# Voltage-induced strain clocking of nanomagnets with perpendicular   magnetic anisotropies

**Authors:** Qianchang Wang, Jin-Zhao Hu, Cheng-Yen Liang, Abdon Sepulveda, Greg, Carman

arXiv: 1812.02268 · 2018-12-07

## TL;DR

This study models voltage-induced strain clocking in nanomagnetic logic with perpendicular anisotropies, revealing material-dependent efficiencies and switching behaviors, and demonstrating versatile clocking mechanisms for potential in-memory computing.

## Contribution

It introduces a comprehensive finite element simulation of strain-mediated Bennett clocking in different multiferroic nanomagnetic systems with perpendicular anisotropies, highlighting material-specific advantages and switching modes.

## Key findings

- Terfenol-D exhibits the highest energy efficiency, 100 times more than Ni and CoFeB.
- CoFeB has slower switching and lower bit-density due to dipole coupling.
- Precessional and Bennett clocking modes can be achieved with the same architecture using different voltages.

## Abstract

Nanomagnetic logic (NML) has attracted attention during the last two decades due to its promise of high energy efficiency combined with non-volatility.
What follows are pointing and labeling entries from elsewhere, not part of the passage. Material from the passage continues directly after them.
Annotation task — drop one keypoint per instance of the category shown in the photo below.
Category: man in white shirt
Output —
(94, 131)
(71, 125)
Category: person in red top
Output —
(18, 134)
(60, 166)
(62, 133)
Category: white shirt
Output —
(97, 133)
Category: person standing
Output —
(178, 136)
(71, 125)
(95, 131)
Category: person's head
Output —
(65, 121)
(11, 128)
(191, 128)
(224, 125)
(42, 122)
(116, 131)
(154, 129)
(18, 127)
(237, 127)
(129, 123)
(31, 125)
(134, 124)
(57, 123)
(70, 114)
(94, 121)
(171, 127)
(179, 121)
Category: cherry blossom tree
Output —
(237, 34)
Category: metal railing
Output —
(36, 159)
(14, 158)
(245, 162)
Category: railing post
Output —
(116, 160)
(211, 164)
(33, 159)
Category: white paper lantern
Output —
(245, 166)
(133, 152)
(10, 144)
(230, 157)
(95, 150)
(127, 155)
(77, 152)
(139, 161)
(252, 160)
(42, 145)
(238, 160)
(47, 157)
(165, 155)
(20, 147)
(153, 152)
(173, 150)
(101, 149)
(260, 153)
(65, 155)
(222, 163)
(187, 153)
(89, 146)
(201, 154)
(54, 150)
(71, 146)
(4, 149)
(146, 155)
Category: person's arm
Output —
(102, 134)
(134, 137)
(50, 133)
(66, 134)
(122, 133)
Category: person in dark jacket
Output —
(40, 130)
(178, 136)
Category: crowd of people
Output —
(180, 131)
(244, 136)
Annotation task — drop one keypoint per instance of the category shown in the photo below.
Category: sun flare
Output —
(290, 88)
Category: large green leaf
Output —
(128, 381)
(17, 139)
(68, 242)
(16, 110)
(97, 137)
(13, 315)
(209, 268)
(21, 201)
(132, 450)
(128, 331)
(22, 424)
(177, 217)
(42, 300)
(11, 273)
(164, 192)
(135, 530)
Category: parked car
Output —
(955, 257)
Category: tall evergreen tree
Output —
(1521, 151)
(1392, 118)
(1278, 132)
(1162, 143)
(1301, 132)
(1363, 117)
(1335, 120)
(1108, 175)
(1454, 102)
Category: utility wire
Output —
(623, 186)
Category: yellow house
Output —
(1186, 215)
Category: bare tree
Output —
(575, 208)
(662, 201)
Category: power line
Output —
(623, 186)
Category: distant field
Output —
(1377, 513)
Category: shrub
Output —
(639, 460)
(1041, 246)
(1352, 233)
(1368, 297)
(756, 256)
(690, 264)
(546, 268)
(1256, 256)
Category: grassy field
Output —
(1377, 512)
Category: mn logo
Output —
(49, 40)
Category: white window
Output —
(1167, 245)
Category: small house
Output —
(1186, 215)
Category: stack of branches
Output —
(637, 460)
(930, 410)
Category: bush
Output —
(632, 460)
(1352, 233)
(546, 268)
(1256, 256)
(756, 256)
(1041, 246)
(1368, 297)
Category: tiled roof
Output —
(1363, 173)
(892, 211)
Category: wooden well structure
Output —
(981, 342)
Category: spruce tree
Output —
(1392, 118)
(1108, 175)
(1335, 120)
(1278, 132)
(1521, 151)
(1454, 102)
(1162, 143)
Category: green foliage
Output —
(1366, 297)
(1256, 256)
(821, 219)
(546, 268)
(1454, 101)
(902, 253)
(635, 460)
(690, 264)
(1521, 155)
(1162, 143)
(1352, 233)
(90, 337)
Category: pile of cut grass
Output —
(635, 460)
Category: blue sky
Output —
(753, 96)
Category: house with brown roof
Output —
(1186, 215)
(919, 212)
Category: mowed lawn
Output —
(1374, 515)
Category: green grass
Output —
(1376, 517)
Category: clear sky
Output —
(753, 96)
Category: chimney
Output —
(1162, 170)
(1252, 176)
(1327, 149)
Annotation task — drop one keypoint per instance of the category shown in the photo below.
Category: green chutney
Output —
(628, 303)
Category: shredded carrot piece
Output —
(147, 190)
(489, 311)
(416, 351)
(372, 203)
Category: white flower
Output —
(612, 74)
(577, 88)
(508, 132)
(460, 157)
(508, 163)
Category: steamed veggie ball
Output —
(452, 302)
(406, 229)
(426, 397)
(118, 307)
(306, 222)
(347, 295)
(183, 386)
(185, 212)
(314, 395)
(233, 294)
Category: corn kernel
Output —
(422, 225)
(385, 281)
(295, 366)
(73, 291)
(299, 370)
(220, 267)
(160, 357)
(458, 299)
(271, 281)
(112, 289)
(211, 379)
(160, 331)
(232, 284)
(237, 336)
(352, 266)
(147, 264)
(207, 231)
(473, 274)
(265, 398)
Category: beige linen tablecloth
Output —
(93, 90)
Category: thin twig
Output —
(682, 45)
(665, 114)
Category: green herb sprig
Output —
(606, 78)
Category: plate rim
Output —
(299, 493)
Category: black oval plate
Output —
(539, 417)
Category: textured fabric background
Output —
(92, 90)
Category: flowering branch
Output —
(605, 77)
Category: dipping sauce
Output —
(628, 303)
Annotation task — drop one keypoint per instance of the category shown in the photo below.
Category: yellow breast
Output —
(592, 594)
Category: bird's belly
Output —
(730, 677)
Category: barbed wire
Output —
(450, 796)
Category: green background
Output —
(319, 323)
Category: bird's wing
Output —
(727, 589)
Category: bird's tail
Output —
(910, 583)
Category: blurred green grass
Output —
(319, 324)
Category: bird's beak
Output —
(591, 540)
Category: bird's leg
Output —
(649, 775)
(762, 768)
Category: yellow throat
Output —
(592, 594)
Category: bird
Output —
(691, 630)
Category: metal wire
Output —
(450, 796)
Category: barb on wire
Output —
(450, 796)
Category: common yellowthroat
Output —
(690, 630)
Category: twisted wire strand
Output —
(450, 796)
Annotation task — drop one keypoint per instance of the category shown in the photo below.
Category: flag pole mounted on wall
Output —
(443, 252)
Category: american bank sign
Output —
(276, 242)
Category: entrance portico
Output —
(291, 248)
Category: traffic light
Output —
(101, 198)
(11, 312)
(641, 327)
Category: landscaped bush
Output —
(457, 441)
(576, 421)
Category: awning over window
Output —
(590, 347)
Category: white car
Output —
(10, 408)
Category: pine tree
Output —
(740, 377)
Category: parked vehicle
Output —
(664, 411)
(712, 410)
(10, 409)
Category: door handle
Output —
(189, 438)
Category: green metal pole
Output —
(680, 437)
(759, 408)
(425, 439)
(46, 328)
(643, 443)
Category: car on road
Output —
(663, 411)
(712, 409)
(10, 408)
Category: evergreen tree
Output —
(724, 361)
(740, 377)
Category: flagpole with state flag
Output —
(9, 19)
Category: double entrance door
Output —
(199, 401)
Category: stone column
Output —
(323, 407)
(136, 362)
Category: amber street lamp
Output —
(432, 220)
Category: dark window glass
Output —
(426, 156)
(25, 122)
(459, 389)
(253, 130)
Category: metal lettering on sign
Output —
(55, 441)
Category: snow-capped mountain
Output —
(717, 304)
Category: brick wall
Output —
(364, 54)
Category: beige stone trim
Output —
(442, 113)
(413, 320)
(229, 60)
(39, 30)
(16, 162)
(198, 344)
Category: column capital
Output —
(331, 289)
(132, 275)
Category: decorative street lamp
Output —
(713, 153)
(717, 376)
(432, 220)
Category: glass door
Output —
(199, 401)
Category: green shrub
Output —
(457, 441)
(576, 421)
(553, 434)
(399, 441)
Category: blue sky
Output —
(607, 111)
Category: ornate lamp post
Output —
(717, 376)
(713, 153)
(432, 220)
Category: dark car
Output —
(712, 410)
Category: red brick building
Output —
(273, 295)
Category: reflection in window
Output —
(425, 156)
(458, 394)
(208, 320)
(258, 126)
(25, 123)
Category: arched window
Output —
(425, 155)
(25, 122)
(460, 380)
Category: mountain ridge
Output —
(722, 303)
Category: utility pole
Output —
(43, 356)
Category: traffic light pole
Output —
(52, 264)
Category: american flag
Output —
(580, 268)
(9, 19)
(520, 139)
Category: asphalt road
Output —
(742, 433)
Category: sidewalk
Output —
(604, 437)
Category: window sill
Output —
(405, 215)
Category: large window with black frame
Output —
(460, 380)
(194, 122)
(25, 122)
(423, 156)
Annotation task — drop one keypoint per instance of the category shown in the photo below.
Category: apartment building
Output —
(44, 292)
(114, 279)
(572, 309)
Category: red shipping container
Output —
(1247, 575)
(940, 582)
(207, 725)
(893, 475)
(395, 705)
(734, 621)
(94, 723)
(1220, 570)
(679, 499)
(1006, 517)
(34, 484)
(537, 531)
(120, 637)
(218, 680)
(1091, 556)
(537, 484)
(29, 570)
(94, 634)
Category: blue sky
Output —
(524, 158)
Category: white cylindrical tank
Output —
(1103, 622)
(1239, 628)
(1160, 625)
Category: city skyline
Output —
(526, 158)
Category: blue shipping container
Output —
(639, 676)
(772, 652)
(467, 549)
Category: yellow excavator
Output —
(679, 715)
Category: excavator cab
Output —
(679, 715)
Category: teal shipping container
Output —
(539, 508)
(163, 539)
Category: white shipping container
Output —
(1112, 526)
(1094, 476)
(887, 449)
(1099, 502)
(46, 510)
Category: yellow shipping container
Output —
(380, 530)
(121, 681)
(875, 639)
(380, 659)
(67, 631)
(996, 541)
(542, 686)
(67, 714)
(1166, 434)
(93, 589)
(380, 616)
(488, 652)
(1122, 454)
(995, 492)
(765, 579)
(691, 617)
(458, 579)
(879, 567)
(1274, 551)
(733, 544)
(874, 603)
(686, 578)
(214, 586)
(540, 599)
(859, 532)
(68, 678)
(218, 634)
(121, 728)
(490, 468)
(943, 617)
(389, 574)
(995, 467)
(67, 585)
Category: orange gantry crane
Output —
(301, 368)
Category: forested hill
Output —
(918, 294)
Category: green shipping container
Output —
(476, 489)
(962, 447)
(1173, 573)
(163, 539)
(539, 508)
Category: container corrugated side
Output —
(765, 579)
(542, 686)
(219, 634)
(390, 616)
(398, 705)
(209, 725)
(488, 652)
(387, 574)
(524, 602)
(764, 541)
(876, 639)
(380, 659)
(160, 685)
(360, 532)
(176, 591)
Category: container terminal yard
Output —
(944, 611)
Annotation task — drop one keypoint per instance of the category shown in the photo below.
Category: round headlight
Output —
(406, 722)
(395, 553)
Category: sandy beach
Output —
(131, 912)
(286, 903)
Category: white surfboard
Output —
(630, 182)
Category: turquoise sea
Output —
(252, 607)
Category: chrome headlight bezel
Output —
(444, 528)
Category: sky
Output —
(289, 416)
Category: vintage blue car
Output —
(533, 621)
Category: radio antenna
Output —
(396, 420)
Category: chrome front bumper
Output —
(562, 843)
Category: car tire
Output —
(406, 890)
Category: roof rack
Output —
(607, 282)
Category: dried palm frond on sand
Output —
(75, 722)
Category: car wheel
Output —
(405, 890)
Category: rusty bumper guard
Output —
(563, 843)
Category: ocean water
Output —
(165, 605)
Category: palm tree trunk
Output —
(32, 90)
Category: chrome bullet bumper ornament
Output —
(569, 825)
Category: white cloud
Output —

Data transmission in NML relies on Bennett clocking through dipole interaction between neighboring nanomagnetic bits. This paper uses a fully coupled finite element model to simulate Bennett clocking based on strain-mediated multiferroic system for Ni, CoFeB and Terfenol-D with perpendicular magnetic anisotropies. Simulation results demonstrate that Terfenol-D system has the highest energy efficiency, which is 2 orders of magnitude more efficient than Ni and CoFeB. However, the high efficiency is associated with switching incoherency due to its large magnetostriction coefficient. It is also suggested that the CoFeB clocking system is slower and has lower bit-density than in Ni or Terfenol-D systems due to its large dipole coupling. Moreover, we demonstrate that the precessional perpendicular switching and the Bennett clocking can be achieved using the same strain-mediated multiferroic architecture with different voltage pulsing. This study opens new possibilities to an all-spin in-memory computing system.